Pentecostalism as a Christian Mystical Tradition by Castelo Daniel;Heath Elaine;

Author:Castelo, Daniel;Heath, Elaine;
Language: eng
Format: epub
Publisher: Eerdmans


Part of the importance of Oliverio’s study is the manner in which he expands and nuances the first type. He recognizes that Pentecostals held to the authority of Scripture in what can be deemed a “Protestant way”—that is, in considering it primarily authoritative for matters of faith and practice—yet a major feature of this approach was to see Scripture as providing “normative exemplars for Christian experience.”65 That is, Scripture can be considered a primary authority in various ways; the Pentecostal view of scriptural authority was both similar to and different from Protestants generally and evangelicals in particular. The similarities are often on display in the tendencies by early Pentecostals to believe that Scripture can be taken “at face value” and that the “plain sense” is available to those who have a proper spiritual disposition.66 In this, they sounded exceedingly close to a Baconian/common-sense paradigm, which would not necessarily be surprising, given the Christian subcultures out of which Pentecostalism emerged.67

But there are differences as well as similarities in the hermeneutics of early Pentecostals and evangelicals. Oliverio insightfully remarks that the willingness of Pentecostals to allow their theology to be interpreted by charismatic experience made for an interactive dynamic between theology and experience. This openness represents “an attempt to resolve the modern Protestant divide on the matter of theological method. The authority of the Bible (orthodoxy) is interwoven with the primacy of religious experience (both in orthopraxis and orthopathos). This is a movement, then, though not a consciously theoretical one, toward a way beyond the divide between the biblical propositionalism of conservative Protestantism and the placing of the locus of divine revelation on religious experience as in liberal Protestantism.”68 So while the views of early Pentecostals on the perspicuity of Scripture might make them sound Protestant in their orientation, the way they integrated their experience with their vision of “the apostolic faith” in order to live it out practically makes their approach unique. This orientation allows for a different kind of nuance, one that opens up mystical dimensions to the spiritual reading of Sacred Writ.
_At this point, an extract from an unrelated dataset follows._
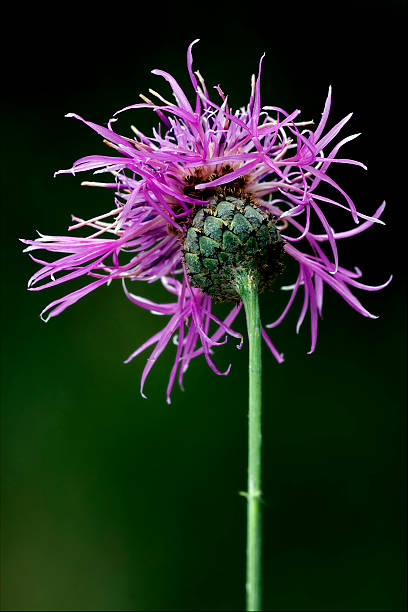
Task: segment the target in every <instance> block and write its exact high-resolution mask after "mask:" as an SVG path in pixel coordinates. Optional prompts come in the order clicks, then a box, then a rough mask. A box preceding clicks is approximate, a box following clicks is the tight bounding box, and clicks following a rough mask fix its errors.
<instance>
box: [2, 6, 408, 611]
mask: <svg viewBox="0 0 408 612" xmlns="http://www.w3.org/2000/svg"><path fill="white" fill-rule="evenodd" d="M27 11H28V12H27ZM405 29H406V5H405V4H403V3H402V2H396V1H388V2H386V3H385V2H383V3H378V2H377V3H375V2H374V3H373V2H361V1H360V2H355V3H353V4H348V3H323V2H319V3H318V2H312V3H304V4H302V5H296V4H293V3H274V2H270V3H268V4H265V5H260V4H256V3H252V4H246V5H242V6H238V5H236V6H234V5H232V4H231V3H229V4H228V5H227V4H225V5H224V4H222V3H218V2H217V3H201V4H190V5H189V6H187V7H185V8H182V7H181V6H180V5H174V4H172V5H171V6H170V7H169V8H166V9H165V8H163V7H162V6H161V5H160V4H157V3H150V4H146V5H145V4H137V3H131V4H130V3H129V4H123V3H120V4H119V3H117V4H113V5H111V6H110V7H107V8H102V6H99V7H98V6H95V7H93V8H91V7H88V8H87V5H75V6H69V5H66V6H65V5H64V8H63V9H59V10H57V9H56V8H55V7H54V8H48V9H47V11H45V10H44V9H42V8H41V7H40V6H33V7H32V8H31V9H27V8H24V7H23V6H22V5H21V6H20V5H16V6H15V7H14V8H12V9H11V12H10V15H9V16H7V17H6V18H5V19H4V24H3V50H2V82H3V84H4V85H5V88H4V89H5V91H4V92H3V97H2V105H3V107H4V108H3V112H2V127H1V132H2V138H1V140H2V147H3V161H2V176H3V186H2V190H1V193H2V199H3V213H2V219H3V234H2V255H3V260H2V277H3V278H2V300H1V303H2V328H3V329H2V332H3V341H2V389H1V394H2V395H1V406H2V422H1V435H2V464H1V470H2V474H1V475H2V481H1V506H2V508H1V510H2V514H1V521H2V523H1V536H2V539H1V546H2V551H1V552H2V558H1V590H2V607H3V609H5V610H50V609H57V610H95V609H96V610H115V609H119V610H135V609H137V610H138V609H145V610H188V609H193V610H234V609H242V608H243V606H244V571H245V538H244V534H245V501H244V499H243V498H242V497H239V495H238V491H240V490H242V489H245V479H246V427H247V417H246V410H247V407H246V393H247V383H246V376H247V362H246V359H247V352H246V347H244V349H243V350H242V351H241V352H238V351H236V349H235V348H234V347H235V344H234V342H232V341H230V342H229V344H228V345H227V347H223V348H221V349H219V350H218V351H217V353H216V361H217V363H218V364H219V365H220V367H221V366H224V365H226V364H228V363H229V362H230V361H231V362H232V363H233V367H232V370H231V374H230V375H229V376H228V377H227V378H224V377H217V376H215V375H214V374H213V373H212V372H211V371H210V370H209V369H208V367H207V366H206V365H205V362H204V359H197V360H195V362H194V363H193V364H192V365H191V368H190V370H189V372H188V374H187V376H186V384H185V386H186V391H185V392H184V393H182V392H181V391H180V390H179V389H175V391H174V393H173V403H172V404H171V406H168V405H167V404H166V403H165V388H166V385H167V379H168V374H169V369H170V367H171V363H172V359H173V357H174V356H173V352H174V347H171V348H169V349H168V350H167V351H166V353H165V355H164V356H163V357H162V358H161V359H160V361H159V362H158V363H157V365H156V366H155V368H154V370H153V372H152V374H151V375H150V378H149V379H148V383H147V387H146V391H147V394H148V397H149V399H148V400H143V399H141V397H140V395H139V380H140V375H141V371H142V369H143V366H144V363H145V359H146V357H147V354H146V355H145V354H143V355H142V356H141V357H139V358H138V359H136V360H135V361H133V362H132V364H131V365H128V366H124V365H123V364H122V361H123V359H124V358H126V357H127V356H128V354H129V353H130V352H131V351H132V350H134V348H135V347H136V346H138V345H139V344H141V343H142V342H143V341H144V340H145V339H146V338H147V337H149V336H150V335H152V334H153V333H155V331H157V330H158V328H159V325H161V324H162V323H163V320H162V319H159V318H157V317H153V316H151V315H150V314H146V313H145V312H144V311H142V310H140V309H138V308H136V307H135V306H134V305H132V304H131V303H130V302H128V301H127V300H126V298H125V297H124V296H123V294H122V291H121V288H120V286H115V285H113V286H111V287H110V288H109V289H108V288H103V289H100V290H98V291H97V292H95V293H93V294H92V295H90V296H88V297H87V298H85V299H84V300H82V301H81V302H80V303H78V304H77V305H75V306H74V307H72V308H70V309H69V310H68V311H66V312H65V313H64V314H63V315H62V316H61V317H58V318H57V319H52V320H51V322H50V323H49V324H47V325H45V324H44V323H43V322H42V321H40V319H39V316H38V315H39V312H40V311H41V309H42V308H43V307H44V306H45V305H46V304H47V303H48V302H50V301H51V300H52V299H56V298H57V297H59V296H61V295H62V294H63V292H64V291H66V290H68V287H60V288H59V289H55V290H51V291H48V292H39V293H29V292H27V291H26V281H27V280H28V278H29V276H30V275H31V274H32V273H33V272H34V270H35V269H36V265H35V264H33V263H32V262H31V261H30V260H29V258H28V257H27V256H26V255H22V254H21V245H20V244H19V243H18V241H17V239H18V238H19V237H26V238H29V237H34V233H35V230H37V229H38V230H40V231H42V232H44V233H49V234H59V233H65V230H66V227H67V225H68V224H69V222H70V214H71V213H76V214H78V215H79V216H84V217H85V218H87V217H90V216H92V215H93V214H97V213H98V212H104V211H105V210H109V208H108V207H109V206H111V204H110V194H109V193H107V192H105V191H103V190H96V189H94V190H92V189H85V188H81V187H80V184H79V183H80V180H81V179H84V178H85V177H84V176H83V177H76V178H75V177H72V176H60V177H58V178H57V179H53V176H52V174H53V172H54V171H55V170H57V169H60V168H67V167H69V166H70V165H71V164H72V162H73V161H74V160H75V159H77V158H78V157H81V156H83V155H87V154H90V153H96V152H104V147H103V145H102V144H101V142H100V139H99V138H98V137H97V136H96V135H95V134H93V133H92V132H91V131H90V130H89V129H88V128H87V127H86V126H83V125H81V124H80V123H79V122H75V121H74V120H72V119H64V114H65V113H67V112H77V113H78V114H80V115H83V116H84V117H86V118H87V119H90V120H91V121H96V122H101V123H106V121H107V120H108V119H109V117H111V116H112V114H113V113H114V112H115V111H116V110H117V109H119V108H121V107H123V106H125V105H128V104H131V103H133V102H136V101H137V99H138V94H139V92H144V93H147V90H148V88H149V87H153V88H154V89H157V90H158V91H160V92H161V93H163V95H164V96H168V88H167V85H166V83H165V82H164V81H163V82H162V81H161V79H160V78H159V77H156V76H154V75H151V74H150V70H151V69H153V68H163V69H165V70H168V71H169V72H171V73H172V74H174V75H175V76H176V78H178V79H179V81H180V83H181V84H183V85H185V86H187V84H188V79H187V71H186V63H185V61H186V49H187V45H188V43H189V42H190V41H191V40H193V39H194V38H200V39H201V42H200V43H199V44H198V45H197V46H196V47H195V51H194V57H195V68H198V69H200V72H201V73H202V74H203V75H204V76H205V78H206V82H207V85H208V86H209V87H210V86H212V85H216V84H218V83H220V84H221V85H222V87H223V89H224V91H225V92H228V93H229V96H230V98H229V99H230V103H231V105H232V106H233V107H235V108H236V107H238V106H241V105H244V104H246V101H247V98H248V94H249V83H250V75H251V73H252V72H254V71H256V70H257V65H258V61H259V57H260V55H261V54H262V53H263V52H264V51H266V54H267V55H266V58H265V60H264V68H263V81H262V102H263V103H264V104H275V105H278V106H283V107H284V108H287V109H288V110H289V111H291V110H293V109H294V108H301V109H302V117H304V118H305V119H309V118H314V119H315V120H318V119H319V117H320V113H321V111H322V108H323V104H324V100H325V97H326V94H327V89H328V86H329V84H331V85H332V86H333V106H332V108H333V114H332V116H331V125H333V124H334V122H335V121H336V120H339V119H340V118H341V117H343V116H345V115H346V114H347V113H348V112H350V111H354V113H355V114H354V117H353V118H352V120H351V122H350V124H349V125H348V127H347V128H346V129H345V130H344V133H345V135H348V134H351V133H354V132H362V134H363V135H362V136H361V138H360V139H359V140H357V141H355V142H354V143H351V144H349V145H347V155H348V156H350V157H353V158H355V159H360V160H362V161H364V162H365V163H367V165H368V168H369V172H368V173H364V172H363V171H362V170H360V169H358V168H353V167H348V168H347V167H344V166H342V167H340V168H336V170H335V174H334V176H335V177H336V178H337V177H338V179H339V180H340V181H341V182H342V185H343V186H344V187H345V189H346V191H348V192H349V193H350V195H351V196H352V197H353V198H354V200H355V201H356V203H357V205H358V208H359V210H361V211H362V212H365V213H366V214H372V213H373V212H374V210H375V209H376V208H377V207H378V205H379V204H380V203H381V202H382V200H383V199H386V200H387V204H388V205H387V208H386V211H385V214H384V217H383V218H384V220H385V221H386V223H387V225H386V227H374V228H372V229H371V230H370V231H368V232H366V233H365V234H364V235H360V236H357V237H355V238H354V239H351V240H348V241H343V242H342V243H341V245H340V249H341V250H340V255H341V256H342V258H343V262H344V263H345V264H346V265H350V266H352V265H358V266H359V267H360V268H361V269H362V270H363V273H364V279H365V281H366V282H367V283H369V284H377V283H378V284H379V283H382V282H383V281H384V280H385V279H386V278H387V277H388V275H389V274H390V273H393V274H394V280H393V282H392V284H391V286H390V287H389V288H387V289H385V290H384V291H382V292H380V293H366V294H363V293H359V297H360V298H361V299H362V301H363V303H364V304H365V305H366V306H367V307H368V309H369V310H371V311H372V312H375V313H376V314H379V315H380V318H379V319H378V320H369V319H364V318H362V317H360V316H359V315H357V313H356V312H354V311H353V310H351V309H350V308H349V307H348V306H347V305H346V304H345V303H343V302H342V301H341V300H340V299H339V298H338V297H337V296H336V295H334V293H333V292H331V291H330V290H327V295H326V298H325V309H324V314H325V318H324V321H322V322H321V324H320V329H319V340H318V346H317V350H316V352H315V354H314V355H312V356H308V355H307V354H306V352H307V350H308V349H309V333H308V329H307V326H305V329H303V330H302V331H301V333H300V334H299V336H296V334H295V329H294V327H295V322H296V311H297V312H298V309H299V308H300V305H301V304H300V303H299V302H298V303H297V308H296V309H295V310H294V312H292V313H291V315H290V316H289V317H288V319H287V320H286V321H285V323H284V324H283V325H282V326H281V327H280V328H278V329H277V330H276V331H275V332H274V334H273V339H274V341H276V344H277V346H278V347H279V348H280V349H281V350H282V351H283V352H284V353H285V357H286V361H285V363H284V364H283V365H281V366H279V365H277V364H276V363H275V362H274V360H273V358H272V356H271V355H270V354H269V353H268V351H267V350H264V383H263V391H264V487H263V489H264V499H265V503H264V561H265V563H264V565H265V568H264V600H265V609H267V610H404V609H406V608H405V586H404V580H403V576H404V569H405V493H404V491H405V486H404V484H405V459H404V457H405V427H404V418H405V417H404V413H405V366H406V363H405V360H406V353H405V337H406V334H405V290H404V282H403V281H404V273H405V261H403V259H404V252H405V244H406V242H405V240H406V239H405V223H406V217H405V214H404V213H405V208H406V195H405V191H406V189H405V181H404V179H405V173H406V167H405V166H406V161H405V157H406V155H405V140H406V133H405V132H406V127H405V121H406V95H403V93H402V91H403V90H402V85H403V83H404V81H406V75H405V76H404V71H405V68H404V67H405V63H404V61H403V59H402V57H403V50H404V47H405V37H406V33H405ZM128 121H129V122H131V121H132V122H136V121H138V126H140V127H141V128H142V129H144V130H146V131H149V130H150V129H151V126H152V125H153V124H154V119H153V118H152V116H151V115H150V114H149V113H146V114H144V112H141V113H140V114H139V115H135V114H134V115H132V116H131V117H126V116H125V118H123V119H122V120H121V122H120V130H121V132H122V133H126V132H127V130H128V123H127V122H128ZM345 154H346V149H345ZM345 217H346V215H345ZM348 221H349V219H347V218H345V220H344V221H343V222H344V223H345V226H344V227H346V225H347V223H348ZM294 273H295V270H294V269H292V268H291V267H290V266H289V267H288V270H287V276H286V278H285V283H290V282H293V278H294ZM72 289H73V286H71V290H72ZM138 293H140V294H141V295H145V296H147V297H151V298H152V299H162V298H163V295H164V294H163V292H162V291H161V290H160V289H159V288H158V287H154V286H142V287H141V288H140V289H139V291H138ZM281 293H282V292H276V293H272V294H269V295H267V296H264V297H263V298H262V302H261V311H262V314H263V318H264V321H265V322H268V321H271V320H273V319H274V318H275V316H276V313H278V312H280V309H281V307H282V305H283V303H284V300H285V298H286V296H283V295H281ZM224 311H225V308H224V309H223V307H220V310H219V312H221V313H222V312H224ZM237 326H238V327H239V328H240V329H242V330H244V321H243V319H242V318H241V319H240V320H239V322H238V324H237Z"/></svg>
It is thus no surprise that some Pentecostal scholars have opted to emphasize hermeneutical continuity with evangelicalism, while others have stressed discontinuity. Much depends on the sources one uses. The second of Oliverio’s types, the Evangelical-Pentecostal hermeneutic, also supports those who stress continuity between the groups, for they would be inclined to see the second type as a further development of the first type. All these efforts to contextualize and describe Pentecostalism within broader traditions might help weaken the argument that the Pentecostal movement simply “fell out of the sky,” but they also have the concomitant effect of blurring the distinctive features of this unique group.

Pneumatic Interpretation

Broadly, one could say that Pentecostals read Scripture not so much to encounter the facts or truths of the Christian faith as to encounter the living God of Christian confession. That is, the Pentecostal hermeneutical orientation is relational and experiential to its core, especially when on display within the broader gamut of their practiced spirituality.